Ich wusste, dass Mrs Hatherley keinen Führerschein besaß, weil sie ihn auch nie brauchte. Ich dagegen besaß einen und auch ein kleines Auto, welches vor dem Salon stand. Nur wenig später fuhr ich schneller als erlaubt zum Krankenhaus, welches mindestens eine halbe Stunde entfernt lag. Mrs Hatherley wurde fast krank vor Sorge um ihren Gatten und ich verstand ihre Sorge. Es war ziemlich still im Auto und ich warf immer wieder einen kurzen Blick auf Mrs Hatherley, bis ich einen Polizeiwagen hinter mir sah. Ich wusste, dass ich zu schnell gefahren war und deswegen angehalten wurde. Kaum fuhr ich rechts ran, stand wenig später ein Polizist neben meinem Auto und bat um meine Fahrzeugpapiere.

,,Ihr Name lautet Kathrina Hegen, ist das korrekt?"

Ich hatte nicht bemerkt, dass mein Führerschein noch über meinen echten Namen lief und bemerkte, wie Mrs Hatherley mich verwirrt ansah.

,,Das ist korrekt", bestätigte ich dem Polizisten und erhielt einen Strafzettel aufgrund des schnellen Fahrens. Mrs Hatherley, die, nachdem ich losfahren durfte, ziemlich schweigsam war, machte mir Sorgen. All die Monate hatte ich in Ruhe als Annabell Hegen gelebt und nun war ich aufgeflogen.

,,Ich kann das erklären", stotterte ich beschämt, aber Mrs Hatherley wollte nichts davon wissen. Sie winkte ab.

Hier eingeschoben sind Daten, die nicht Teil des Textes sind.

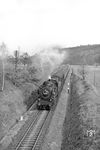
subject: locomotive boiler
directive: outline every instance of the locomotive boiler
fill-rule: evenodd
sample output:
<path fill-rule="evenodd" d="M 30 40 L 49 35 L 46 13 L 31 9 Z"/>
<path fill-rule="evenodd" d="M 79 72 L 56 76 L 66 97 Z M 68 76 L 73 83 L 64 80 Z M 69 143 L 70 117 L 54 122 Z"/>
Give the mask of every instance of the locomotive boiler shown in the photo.
<path fill-rule="evenodd" d="M 51 107 L 56 104 L 57 97 L 63 87 L 68 70 L 66 66 L 57 68 L 49 79 L 39 87 L 37 109 L 50 110 Z"/>
<path fill-rule="evenodd" d="M 55 79 L 45 81 L 38 89 L 37 108 L 50 110 L 58 95 L 58 83 Z"/>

,,Konzentrieren wir uns darauf, zum Krankenhaus zu fahren und meinen Ehegatten zu sehen. Ich möchte nicht wissen, warum oder wieso. Ich bin mir sicher, dass du deine Gründe hattest."

Sie zwinkerte mir noch zu und drehte dann das Radio lauter. Ich konnte endlich ausatmen und schwach lächeln, weil ich noch vor wenigen Sekunden um meine Existenz als Annabell Hegen fürchtete. Mrs Hatherley und ich sprachen nie mehr über meinen echten Namen und sie nannte mich weiterhin Annabell. Dies passierte im Frühling 1965.